Roebling’s welfare capitalism included a pension plan and group insurance, and in 1925 a profit-sharing plan for salaried workers. Rather late in the day—1937—the company initiated a company union known as the Roebling Employee Association. This gave way to the CIO’s Steel Workers Organizing Committee in 1941.

As most of you know, the Roebling company became the world’s leading producer of wire rope. But in 1953, the family sold its company to the Rockefeller-owned Colorado Fuel and Iron, which continued operations in the town until 1974. The houses and commercial buildings had been sold by the Roeblings in 1947, with tenants and other employees getting first dibs.

So what is the takeaway? I have tried to suggest that there are many similarities among company towns—and many particularities. Perhaps surprisingly, it was not unusual for company-town builders to express idealistic motivations for building their towns; nor should we be surprised when, as with the Roebling brothers, town-builders pooh-poohed any such motivations, effectively saying, we’re just doing this out of necessity and have no intention of coddling our workers.
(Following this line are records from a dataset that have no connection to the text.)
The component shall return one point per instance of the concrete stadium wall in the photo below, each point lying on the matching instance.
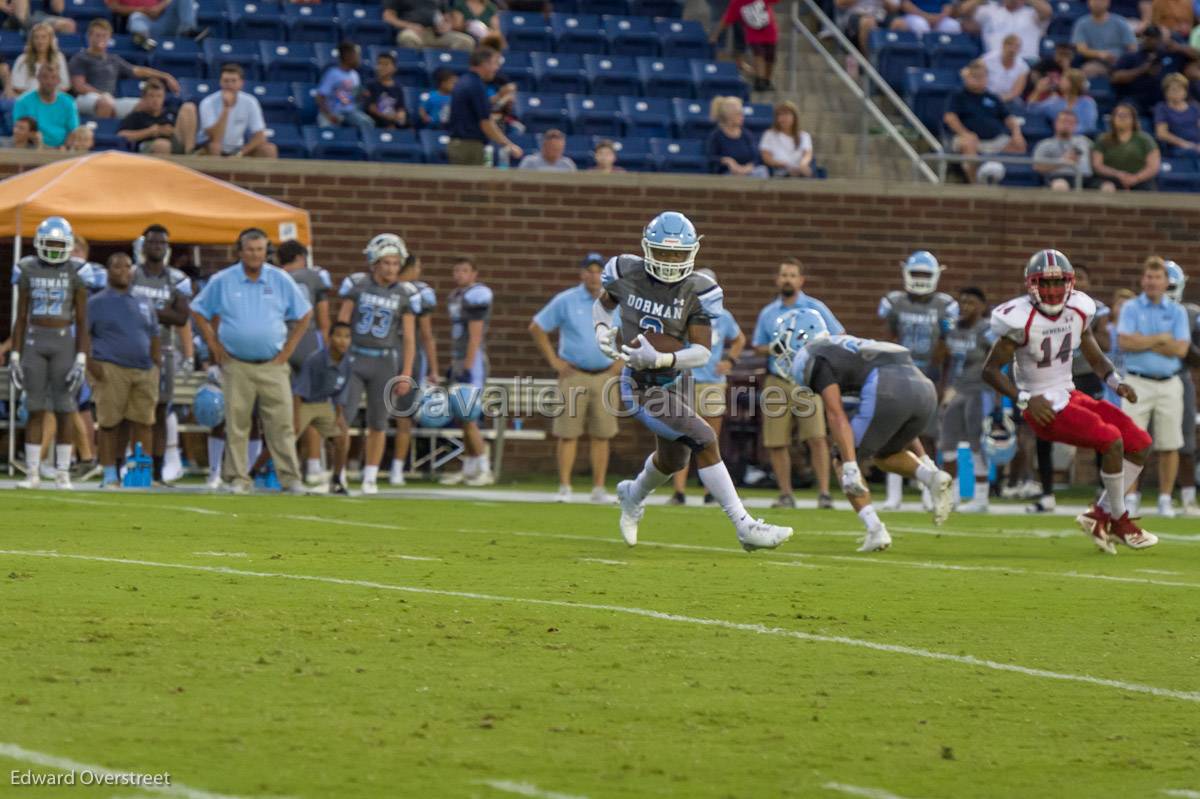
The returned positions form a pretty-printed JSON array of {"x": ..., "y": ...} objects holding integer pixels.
[{"x": 528, "y": 230}]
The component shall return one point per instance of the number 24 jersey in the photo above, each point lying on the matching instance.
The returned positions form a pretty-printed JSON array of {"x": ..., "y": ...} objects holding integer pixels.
[{"x": 1045, "y": 344}]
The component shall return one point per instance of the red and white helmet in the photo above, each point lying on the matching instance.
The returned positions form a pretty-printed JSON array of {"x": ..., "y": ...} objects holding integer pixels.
[{"x": 1049, "y": 278}]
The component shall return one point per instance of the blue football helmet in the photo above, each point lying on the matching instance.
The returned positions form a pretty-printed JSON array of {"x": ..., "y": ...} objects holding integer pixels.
[
  {"x": 670, "y": 245},
  {"x": 1175, "y": 281},
  {"x": 921, "y": 272},
  {"x": 793, "y": 330},
  {"x": 54, "y": 240}
]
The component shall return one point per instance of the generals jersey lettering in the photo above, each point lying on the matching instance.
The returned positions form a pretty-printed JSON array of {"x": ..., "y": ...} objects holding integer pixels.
[
  {"x": 49, "y": 287},
  {"x": 918, "y": 323},
  {"x": 1044, "y": 344},
  {"x": 845, "y": 360},
  {"x": 378, "y": 310}
]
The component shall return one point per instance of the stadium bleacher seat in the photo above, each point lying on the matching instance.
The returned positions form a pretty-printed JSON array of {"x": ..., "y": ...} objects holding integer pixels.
[{"x": 594, "y": 114}]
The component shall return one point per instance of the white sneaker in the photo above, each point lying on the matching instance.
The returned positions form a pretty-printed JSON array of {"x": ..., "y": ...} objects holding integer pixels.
[
  {"x": 630, "y": 511},
  {"x": 757, "y": 534},
  {"x": 941, "y": 497},
  {"x": 876, "y": 541}
]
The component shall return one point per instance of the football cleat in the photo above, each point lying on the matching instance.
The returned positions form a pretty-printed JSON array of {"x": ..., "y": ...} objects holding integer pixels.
[
  {"x": 757, "y": 534},
  {"x": 630, "y": 511}
]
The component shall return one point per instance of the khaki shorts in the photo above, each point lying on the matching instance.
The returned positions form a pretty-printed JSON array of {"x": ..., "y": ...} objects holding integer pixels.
[
  {"x": 125, "y": 394},
  {"x": 586, "y": 409},
  {"x": 804, "y": 410},
  {"x": 321, "y": 415}
]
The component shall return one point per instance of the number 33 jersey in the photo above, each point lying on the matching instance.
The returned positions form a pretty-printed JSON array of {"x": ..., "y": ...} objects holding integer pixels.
[{"x": 1045, "y": 344}]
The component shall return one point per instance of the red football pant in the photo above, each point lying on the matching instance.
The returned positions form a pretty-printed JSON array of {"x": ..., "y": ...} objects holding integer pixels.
[{"x": 1093, "y": 424}]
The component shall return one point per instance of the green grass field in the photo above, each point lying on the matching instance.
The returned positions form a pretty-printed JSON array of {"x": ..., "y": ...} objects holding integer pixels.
[{"x": 310, "y": 647}]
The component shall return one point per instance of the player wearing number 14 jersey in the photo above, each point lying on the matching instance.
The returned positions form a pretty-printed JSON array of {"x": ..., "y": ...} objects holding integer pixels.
[{"x": 1042, "y": 330}]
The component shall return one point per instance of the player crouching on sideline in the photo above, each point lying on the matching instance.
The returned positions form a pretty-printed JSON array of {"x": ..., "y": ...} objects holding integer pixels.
[
  {"x": 897, "y": 403},
  {"x": 1042, "y": 330},
  {"x": 661, "y": 295}
]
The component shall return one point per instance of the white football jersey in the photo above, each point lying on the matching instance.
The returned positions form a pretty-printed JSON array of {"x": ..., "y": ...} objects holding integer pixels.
[{"x": 1044, "y": 344}]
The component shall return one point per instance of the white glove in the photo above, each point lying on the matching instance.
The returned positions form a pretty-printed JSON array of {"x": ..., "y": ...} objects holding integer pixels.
[
  {"x": 645, "y": 356},
  {"x": 852, "y": 480}
]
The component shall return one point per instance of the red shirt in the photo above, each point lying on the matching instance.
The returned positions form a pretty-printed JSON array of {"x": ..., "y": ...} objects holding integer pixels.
[{"x": 757, "y": 18}]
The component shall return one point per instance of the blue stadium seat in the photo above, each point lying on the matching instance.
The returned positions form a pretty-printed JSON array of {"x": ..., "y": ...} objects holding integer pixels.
[
  {"x": 647, "y": 116},
  {"x": 666, "y": 77},
  {"x": 233, "y": 50},
  {"x": 527, "y": 31},
  {"x": 288, "y": 61},
  {"x": 683, "y": 38},
  {"x": 612, "y": 74},
  {"x": 559, "y": 72},
  {"x": 679, "y": 155},
  {"x": 540, "y": 112},
  {"x": 400, "y": 146},
  {"x": 594, "y": 114},
  {"x": 713, "y": 78},
  {"x": 631, "y": 36},
  {"x": 691, "y": 118},
  {"x": 577, "y": 32},
  {"x": 894, "y": 53}
]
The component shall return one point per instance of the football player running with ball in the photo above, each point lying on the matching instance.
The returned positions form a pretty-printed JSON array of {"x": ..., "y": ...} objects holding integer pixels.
[
  {"x": 660, "y": 295},
  {"x": 1042, "y": 330},
  {"x": 897, "y": 402}
]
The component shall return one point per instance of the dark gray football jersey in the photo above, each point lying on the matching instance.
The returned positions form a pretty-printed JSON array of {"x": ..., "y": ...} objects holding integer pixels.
[
  {"x": 378, "y": 310},
  {"x": 51, "y": 288},
  {"x": 918, "y": 323}
]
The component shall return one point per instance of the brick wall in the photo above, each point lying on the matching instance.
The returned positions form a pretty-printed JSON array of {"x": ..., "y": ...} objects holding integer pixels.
[{"x": 527, "y": 233}]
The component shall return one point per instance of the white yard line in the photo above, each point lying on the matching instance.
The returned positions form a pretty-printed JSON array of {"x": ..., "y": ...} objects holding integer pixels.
[
  {"x": 120, "y": 779},
  {"x": 760, "y": 629}
]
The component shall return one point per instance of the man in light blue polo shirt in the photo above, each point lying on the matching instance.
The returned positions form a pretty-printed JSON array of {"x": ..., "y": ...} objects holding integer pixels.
[
  {"x": 244, "y": 314},
  {"x": 1153, "y": 337},
  {"x": 585, "y": 377},
  {"x": 777, "y": 425}
]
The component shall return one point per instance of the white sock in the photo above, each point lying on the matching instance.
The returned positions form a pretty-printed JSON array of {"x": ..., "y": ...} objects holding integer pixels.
[
  {"x": 648, "y": 480},
  {"x": 870, "y": 518},
  {"x": 719, "y": 484}
]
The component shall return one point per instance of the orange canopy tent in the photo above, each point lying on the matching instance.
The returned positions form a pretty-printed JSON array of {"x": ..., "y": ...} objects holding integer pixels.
[{"x": 114, "y": 196}]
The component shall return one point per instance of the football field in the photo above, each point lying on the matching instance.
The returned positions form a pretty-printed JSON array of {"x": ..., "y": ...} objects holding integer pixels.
[{"x": 310, "y": 647}]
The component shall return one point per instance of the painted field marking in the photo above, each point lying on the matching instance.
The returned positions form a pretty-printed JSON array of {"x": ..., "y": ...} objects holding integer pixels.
[{"x": 741, "y": 626}]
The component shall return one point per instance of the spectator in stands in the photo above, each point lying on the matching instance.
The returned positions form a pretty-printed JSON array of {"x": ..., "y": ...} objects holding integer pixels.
[
  {"x": 157, "y": 130},
  {"x": 1125, "y": 157},
  {"x": 979, "y": 120},
  {"x": 420, "y": 23},
  {"x": 385, "y": 98},
  {"x": 255, "y": 302},
  {"x": 757, "y": 20},
  {"x": 436, "y": 104},
  {"x": 995, "y": 20},
  {"x": 785, "y": 149},
  {"x": 1007, "y": 71},
  {"x": 1065, "y": 145},
  {"x": 95, "y": 72},
  {"x": 471, "y": 114},
  {"x": 731, "y": 148},
  {"x": 1072, "y": 95},
  {"x": 605, "y": 156},
  {"x": 474, "y": 17},
  {"x": 53, "y": 112},
  {"x": 1177, "y": 118},
  {"x": 41, "y": 47},
  {"x": 550, "y": 156},
  {"x": 1101, "y": 38},
  {"x": 337, "y": 95},
  {"x": 232, "y": 120}
]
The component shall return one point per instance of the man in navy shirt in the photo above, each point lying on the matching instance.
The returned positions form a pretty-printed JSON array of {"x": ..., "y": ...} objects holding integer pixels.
[
  {"x": 123, "y": 362},
  {"x": 471, "y": 113},
  {"x": 979, "y": 120}
]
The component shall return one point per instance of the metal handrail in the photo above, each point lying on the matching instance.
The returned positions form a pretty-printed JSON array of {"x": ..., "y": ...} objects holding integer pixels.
[{"x": 873, "y": 77}]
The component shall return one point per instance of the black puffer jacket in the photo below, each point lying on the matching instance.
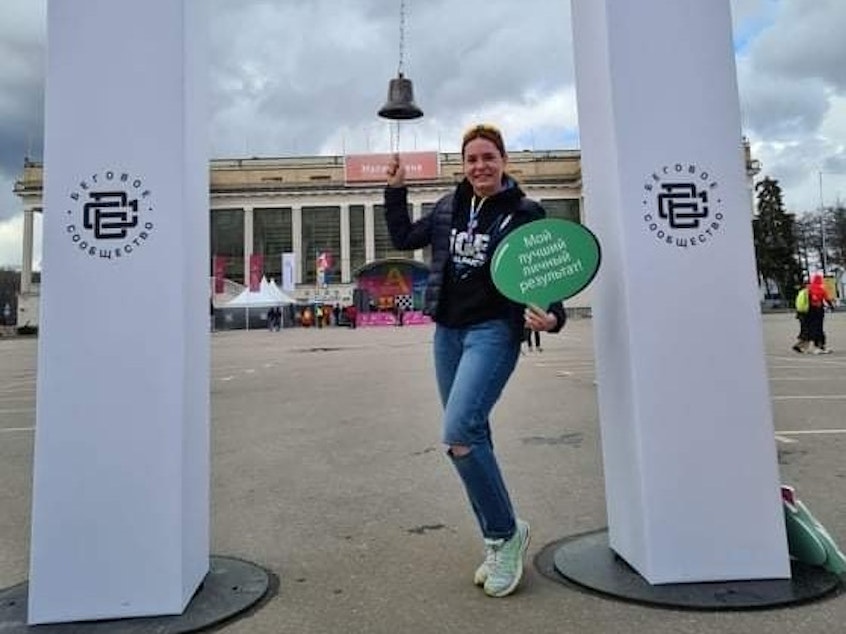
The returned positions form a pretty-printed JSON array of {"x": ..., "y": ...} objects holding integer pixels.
[{"x": 434, "y": 229}]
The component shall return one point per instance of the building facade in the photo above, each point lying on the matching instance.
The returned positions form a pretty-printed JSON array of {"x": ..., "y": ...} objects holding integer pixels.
[{"x": 325, "y": 213}]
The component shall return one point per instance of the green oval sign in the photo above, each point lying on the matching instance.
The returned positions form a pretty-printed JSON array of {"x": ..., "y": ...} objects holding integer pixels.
[{"x": 545, "y": 261}]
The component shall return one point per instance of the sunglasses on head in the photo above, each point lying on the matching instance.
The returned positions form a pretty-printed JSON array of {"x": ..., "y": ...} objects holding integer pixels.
[{"x": 481, "y": 129}]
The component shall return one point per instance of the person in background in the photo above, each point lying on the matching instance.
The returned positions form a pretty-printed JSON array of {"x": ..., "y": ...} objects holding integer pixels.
[
  {"x": 478, "y": 331},
  {"x": 352, "y": 314},
  {"x": 801, "y": 305},
  {"x": 818, "y": 299}
]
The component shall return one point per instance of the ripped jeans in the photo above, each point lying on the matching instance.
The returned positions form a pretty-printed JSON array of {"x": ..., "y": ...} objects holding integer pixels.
[{"x": 472, "y": 366}]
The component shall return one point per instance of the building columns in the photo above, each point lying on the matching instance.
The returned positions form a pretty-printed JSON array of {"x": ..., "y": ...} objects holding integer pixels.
[
  {"x": 297, "y": 239},
  {"x": 369, "y": 233},
  {"x": 345, "y": 243},
  {"x": 248, "y": 242}
]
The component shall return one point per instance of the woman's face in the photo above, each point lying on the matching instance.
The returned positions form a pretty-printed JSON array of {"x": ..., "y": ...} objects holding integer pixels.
[{"x": 483, "y": 166}]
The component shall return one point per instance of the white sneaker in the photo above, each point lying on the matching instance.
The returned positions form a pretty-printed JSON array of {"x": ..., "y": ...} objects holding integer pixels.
[
  {"x": 481, "y": 574},
  {"x": 506, "y": 566}
]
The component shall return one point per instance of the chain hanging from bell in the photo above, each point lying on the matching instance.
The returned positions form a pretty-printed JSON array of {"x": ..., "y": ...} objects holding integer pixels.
[{"x": 400, "y": 105}]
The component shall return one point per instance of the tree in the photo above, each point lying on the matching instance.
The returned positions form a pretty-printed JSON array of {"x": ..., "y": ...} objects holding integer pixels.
[{"x": 776, "y": 249}]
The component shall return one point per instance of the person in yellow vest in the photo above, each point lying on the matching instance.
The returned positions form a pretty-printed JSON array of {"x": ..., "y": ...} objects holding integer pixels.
[
  {"x": 818, "y": 299},
  {"x": 801, "y": 305}
]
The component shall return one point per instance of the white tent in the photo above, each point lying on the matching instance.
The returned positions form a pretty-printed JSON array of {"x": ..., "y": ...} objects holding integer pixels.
[
  {"x": 265, "y": 297},
  {"x": 273, "y": 289},
  {"x": 268, "y": 296}
]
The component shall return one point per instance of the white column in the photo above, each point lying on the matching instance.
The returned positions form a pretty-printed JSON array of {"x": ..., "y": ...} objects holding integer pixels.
[
  {"x": 120, "y": 509},
  {"x": 689, "y": 454},
  {"x": 416, "y": 212},
  {"x": 369, "y": 235},
  {"x": 297, "y": 239},
  {"x": 26, "y": 264},
  {"x": 248, "y": 242},
  {"x": 345, "y": 244}
]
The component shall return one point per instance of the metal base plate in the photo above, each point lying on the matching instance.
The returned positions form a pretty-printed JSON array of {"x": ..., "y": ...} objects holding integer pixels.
[
  {"x": 229, "y": 589},
  {"x": 588, "y": 562}
]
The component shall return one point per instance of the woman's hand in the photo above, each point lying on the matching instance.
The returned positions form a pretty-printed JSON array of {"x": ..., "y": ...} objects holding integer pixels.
[
  {"x": 538, "y": 319},
  {"x": 396, "y": 172}
]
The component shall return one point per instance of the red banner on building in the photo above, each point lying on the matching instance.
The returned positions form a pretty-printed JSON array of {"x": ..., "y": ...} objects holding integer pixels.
[
  {"x": 219, "y": 273},
  {"x": 373, "y": 168},
  {"x": 256, "y": 271}
]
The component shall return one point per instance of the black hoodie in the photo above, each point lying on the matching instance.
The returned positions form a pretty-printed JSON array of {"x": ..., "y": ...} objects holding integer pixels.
[{"x": 459, "y": 290}]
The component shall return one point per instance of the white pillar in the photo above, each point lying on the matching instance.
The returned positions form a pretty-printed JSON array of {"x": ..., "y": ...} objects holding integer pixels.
[
  {"x": 416, "y": 212},
  {"x": 248, "y": 242},
  {"x": 297, "y": 239},
  {"x": 369, "y": 233},
  {"x": 346, "y": 271},
  {"x": 121, "y": 480},
  {"x": 26, "y": 264},
  {"x": 689, "y": 453}
]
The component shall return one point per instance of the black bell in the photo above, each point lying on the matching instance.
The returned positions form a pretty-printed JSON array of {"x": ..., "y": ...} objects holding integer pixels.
[{"x": 400, "y": 104}]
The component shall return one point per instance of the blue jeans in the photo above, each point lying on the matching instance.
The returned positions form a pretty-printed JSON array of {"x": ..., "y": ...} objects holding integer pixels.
[{"x": 472, "y": 366}]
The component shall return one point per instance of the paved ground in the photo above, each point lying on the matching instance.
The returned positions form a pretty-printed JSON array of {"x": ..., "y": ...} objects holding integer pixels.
[{"x": 326, "y": 469}]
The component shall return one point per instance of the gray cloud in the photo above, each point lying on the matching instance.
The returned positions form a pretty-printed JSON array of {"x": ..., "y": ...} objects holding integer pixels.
[{"x": 293, "y": 77}]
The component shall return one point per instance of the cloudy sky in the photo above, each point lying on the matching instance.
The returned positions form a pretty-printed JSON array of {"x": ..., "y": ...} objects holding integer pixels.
[{"x": 293, "y": 77}]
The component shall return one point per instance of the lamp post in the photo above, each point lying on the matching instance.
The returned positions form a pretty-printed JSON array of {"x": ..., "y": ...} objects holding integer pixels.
[{"x": 822, "y": 228}]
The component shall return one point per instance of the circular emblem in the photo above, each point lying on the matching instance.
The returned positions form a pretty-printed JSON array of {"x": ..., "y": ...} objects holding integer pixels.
[
  {"x": 109, "y": 215},
  {"x": 681, "y": 206}
]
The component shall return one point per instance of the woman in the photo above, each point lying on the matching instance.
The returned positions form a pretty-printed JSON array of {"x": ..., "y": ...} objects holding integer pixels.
[{"x": 478, "y": 332}]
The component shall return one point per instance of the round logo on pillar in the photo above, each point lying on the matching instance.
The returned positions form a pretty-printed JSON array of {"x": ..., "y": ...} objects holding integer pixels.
[
  {"x": 681, "y": 206},
  {"x": 109, "y": 215}
]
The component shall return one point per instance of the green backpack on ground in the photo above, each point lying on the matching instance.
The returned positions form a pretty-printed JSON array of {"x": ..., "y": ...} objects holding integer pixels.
[{"x": 802, "y": 303}]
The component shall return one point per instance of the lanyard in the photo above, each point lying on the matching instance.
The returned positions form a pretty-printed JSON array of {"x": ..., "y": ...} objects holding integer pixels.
[{"x": 473, "y": 221}]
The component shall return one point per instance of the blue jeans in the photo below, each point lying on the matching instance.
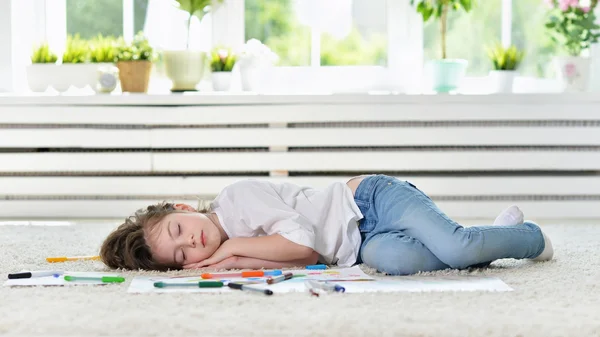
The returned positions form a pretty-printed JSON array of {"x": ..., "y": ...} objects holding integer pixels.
[{"x": 404, "y": 232}]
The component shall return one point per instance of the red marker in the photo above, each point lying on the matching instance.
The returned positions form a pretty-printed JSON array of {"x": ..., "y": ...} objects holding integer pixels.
[{"x": 250, "y": 273}]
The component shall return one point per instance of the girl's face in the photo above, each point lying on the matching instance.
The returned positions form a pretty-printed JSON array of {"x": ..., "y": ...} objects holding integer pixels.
[{"x": 183, "y": 238}]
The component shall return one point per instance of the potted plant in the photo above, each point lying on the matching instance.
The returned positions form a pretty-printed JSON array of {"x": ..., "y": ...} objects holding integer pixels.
[
  {"x": 446, "y": 73},
  {"x": 253, "y": 61},
  {"x": 42, "y": 69},
  {"x": 185, "y": 67},
  {"x": 572, "y": 25},
  {"x": 75, "y": 69},
  {"x": 102, "y": 56},
  {"x": 134, "y": 61},
  {"x": 505, "y": 62},
  {"x": 221, "y": 64}
]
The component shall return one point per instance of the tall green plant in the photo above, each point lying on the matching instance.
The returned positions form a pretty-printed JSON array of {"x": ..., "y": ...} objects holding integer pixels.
[
  {"x": 43, "y": 54},
  {"x": 197, "y": 8},
  {"x": 505, "y": 58},
  {"x": 572, "y": 25},
  {"x": 76, "y": 50},
  {"x": 222, "y": 60},
  {"x": 438, "y": 9}
]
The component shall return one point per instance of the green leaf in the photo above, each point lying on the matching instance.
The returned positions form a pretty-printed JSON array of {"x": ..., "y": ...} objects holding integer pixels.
[
  {"x": 467, "y": 5},
  {"x": 186, "y": 5}
]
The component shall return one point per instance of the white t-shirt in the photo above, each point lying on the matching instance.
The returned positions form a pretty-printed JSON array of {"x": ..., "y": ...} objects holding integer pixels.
[{"x": 324, "y": 220}]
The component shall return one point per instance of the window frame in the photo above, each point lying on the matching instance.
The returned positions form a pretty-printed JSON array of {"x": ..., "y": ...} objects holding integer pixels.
[{"x": 405, "y": 42}]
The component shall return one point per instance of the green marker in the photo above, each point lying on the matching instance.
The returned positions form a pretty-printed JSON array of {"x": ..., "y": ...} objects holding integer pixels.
[
  {"x": 201, "y": 284},
  {"x": 105, "y": 279}
]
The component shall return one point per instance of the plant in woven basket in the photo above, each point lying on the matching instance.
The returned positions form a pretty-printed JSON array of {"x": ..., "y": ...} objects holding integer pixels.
[
  {"x": 43, "y": 54},
  {"x": 134, "y": 61},
  {"x": 76, "y": 51},
  {"x": 138, "y": 50},
  {"x": 502, "y": 58},
  {"x": 222, "y": 60}
]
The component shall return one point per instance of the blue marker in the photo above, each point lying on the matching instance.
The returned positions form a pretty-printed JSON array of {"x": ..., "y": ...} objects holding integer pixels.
[
  {"x": 317, "y": 266},
  {"x": 334, "y": 287}
]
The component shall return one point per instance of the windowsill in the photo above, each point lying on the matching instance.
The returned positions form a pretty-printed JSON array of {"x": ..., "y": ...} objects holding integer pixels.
[{"x": 246, "y": 98}]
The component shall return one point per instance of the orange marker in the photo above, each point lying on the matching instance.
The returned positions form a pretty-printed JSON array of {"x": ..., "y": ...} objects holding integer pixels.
[
  {"x": 73, "y": 258},
  {"x": 250, "y": 273}
]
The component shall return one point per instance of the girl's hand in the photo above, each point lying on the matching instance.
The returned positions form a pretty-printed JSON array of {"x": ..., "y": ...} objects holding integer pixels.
[
  {"x": 228, "y": 263},
  {"x": 218, "y": 256}
]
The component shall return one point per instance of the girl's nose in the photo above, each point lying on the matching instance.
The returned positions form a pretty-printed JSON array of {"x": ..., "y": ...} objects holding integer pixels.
[{"x": 192, "y": 241}]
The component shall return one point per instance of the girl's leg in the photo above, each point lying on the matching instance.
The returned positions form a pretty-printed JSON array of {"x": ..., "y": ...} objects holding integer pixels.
[
  {"x": 402, "y": 207},
  {"x": 394, "y": 253}
]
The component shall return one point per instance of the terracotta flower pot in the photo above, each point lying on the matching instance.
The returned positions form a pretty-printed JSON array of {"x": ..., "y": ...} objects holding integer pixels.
[{"x": 134, "y": 75}]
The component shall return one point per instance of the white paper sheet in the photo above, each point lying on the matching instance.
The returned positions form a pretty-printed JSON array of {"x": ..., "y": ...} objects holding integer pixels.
[{"x": 353, "y": 279}]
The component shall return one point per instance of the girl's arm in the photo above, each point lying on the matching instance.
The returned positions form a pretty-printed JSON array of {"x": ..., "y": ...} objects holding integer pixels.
[
  {"x": 241, "y": 262},
  {"x": 271, "y": 247}
]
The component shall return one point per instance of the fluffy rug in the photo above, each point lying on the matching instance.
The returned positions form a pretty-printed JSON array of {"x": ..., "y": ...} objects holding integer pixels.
[{"x": 557, "y": 298}]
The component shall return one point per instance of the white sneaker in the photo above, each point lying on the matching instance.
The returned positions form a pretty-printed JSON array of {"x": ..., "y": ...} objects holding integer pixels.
[
  {"x": 548, "y": 251},
  {"x": 510, "y": 217}
]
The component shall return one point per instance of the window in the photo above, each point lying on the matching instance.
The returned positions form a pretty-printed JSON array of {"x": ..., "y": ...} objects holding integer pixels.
[
  {"x": 529, "y": 33},
  {"x": 382, "y": 40},
  {"x": 467, "y": 35},
  {"x": 88, "y": 18},
  {"x": 320, "y": 33}
]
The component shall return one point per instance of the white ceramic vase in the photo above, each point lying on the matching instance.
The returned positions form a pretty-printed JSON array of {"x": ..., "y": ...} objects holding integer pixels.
[
  {"x": 502, "y": 80},
  {"x": 184, "y": 68},
  {"x": 221, "y": 80},
  {"x": 573, "y": 72}
]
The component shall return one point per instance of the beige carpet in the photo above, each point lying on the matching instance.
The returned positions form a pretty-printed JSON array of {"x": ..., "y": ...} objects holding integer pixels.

All the same, I suspect that the Roeblings—and many town residents–were proud of their little town, and clearly they took pains to ensure that it would be no Gary-like slum or even a gray, purely utilitarian settlement.

Today, you cannot visit the town of Sparrow’s Point, Maryland. It no longer exists. As Bethlehem Steel expanded the plant in the 1950s, until it became the largest steel mill in the world, the company demolished most of the town to allow for factory expansion. But Roebling, N.J. is still here—and in many ways, that fact speaks for itself.